BAE Systems has begun manufacturing the aft fuselage for the UK's first Lockheed Martin F-35B Joint Strike Fighter, as a flight-test example of the type has moved closer to performing its first vertical landing.

Placed into a jig at BAE's Samlesbury site in Lancashire earlier this month, the structural frame for the F-35 will be completed in the third quarter of this year, the company says.

It will then be shipped to Lockheed's Fort Worth assembly line in Texas to be part of the first of three UK-owned short take-off and vertical landing aircraft to be used in support of initial operational test and evaluation of the JSF.
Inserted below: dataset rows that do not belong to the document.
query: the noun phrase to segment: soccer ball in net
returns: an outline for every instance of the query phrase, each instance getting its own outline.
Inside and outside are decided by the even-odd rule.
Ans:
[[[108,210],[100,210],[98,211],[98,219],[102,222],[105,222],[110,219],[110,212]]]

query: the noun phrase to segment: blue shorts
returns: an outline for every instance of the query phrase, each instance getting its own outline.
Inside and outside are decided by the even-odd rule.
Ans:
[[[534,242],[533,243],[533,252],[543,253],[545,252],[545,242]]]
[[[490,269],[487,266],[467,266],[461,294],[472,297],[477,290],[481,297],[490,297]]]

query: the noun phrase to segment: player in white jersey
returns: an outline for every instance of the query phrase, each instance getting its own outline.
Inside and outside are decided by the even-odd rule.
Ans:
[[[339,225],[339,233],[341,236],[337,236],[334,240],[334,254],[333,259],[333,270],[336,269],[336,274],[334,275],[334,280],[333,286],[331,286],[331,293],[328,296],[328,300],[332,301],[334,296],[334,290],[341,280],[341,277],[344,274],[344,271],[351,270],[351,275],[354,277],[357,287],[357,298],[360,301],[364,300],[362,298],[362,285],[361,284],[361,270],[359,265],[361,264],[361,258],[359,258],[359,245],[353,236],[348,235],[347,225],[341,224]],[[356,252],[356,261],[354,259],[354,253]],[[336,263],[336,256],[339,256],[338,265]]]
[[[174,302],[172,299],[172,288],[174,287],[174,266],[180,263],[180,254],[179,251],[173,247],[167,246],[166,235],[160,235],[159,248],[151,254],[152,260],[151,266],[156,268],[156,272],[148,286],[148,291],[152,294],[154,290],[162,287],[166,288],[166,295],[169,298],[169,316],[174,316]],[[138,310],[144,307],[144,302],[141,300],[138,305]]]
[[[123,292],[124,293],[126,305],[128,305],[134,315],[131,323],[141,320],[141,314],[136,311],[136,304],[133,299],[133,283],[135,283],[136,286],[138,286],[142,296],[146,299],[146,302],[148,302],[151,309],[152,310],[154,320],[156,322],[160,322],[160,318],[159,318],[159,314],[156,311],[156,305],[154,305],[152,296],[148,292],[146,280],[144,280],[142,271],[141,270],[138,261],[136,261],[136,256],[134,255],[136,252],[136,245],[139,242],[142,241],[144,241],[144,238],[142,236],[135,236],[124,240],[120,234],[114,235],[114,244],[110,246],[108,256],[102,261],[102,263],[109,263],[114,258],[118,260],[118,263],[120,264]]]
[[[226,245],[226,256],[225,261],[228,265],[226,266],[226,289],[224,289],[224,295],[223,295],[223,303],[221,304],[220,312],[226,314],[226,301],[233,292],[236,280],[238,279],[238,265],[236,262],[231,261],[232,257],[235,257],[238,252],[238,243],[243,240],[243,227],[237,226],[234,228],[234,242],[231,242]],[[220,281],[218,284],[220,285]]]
Describing BAE's role in the US-led programme as "essential to the sustainment of the UK aerospace manufacturing industry", the company's F-35 managing director Mick Ord says: "We are working hard with the UK Ministry of Defence to ensure we provide the tremendous aircraft they require."

Meanwhile, BAE employee Graham Tomlinson - lead STOVL pilot for the F-35 programme - has flown the slowest landing approach so far achieved with the type. He brought aircraft BF-1 to the ground at NAS Patuxent River in Maryland on 10 March with a forward speed of just 40kt (74km/h).

F-35B BF-1 slow hover - USN 
© Randy Hepp/US Navy

"The flight was one of the last missions before the aircraft's first vertical landing, and confirmed the jet's power and controllability at very low speeds," says Lockheed.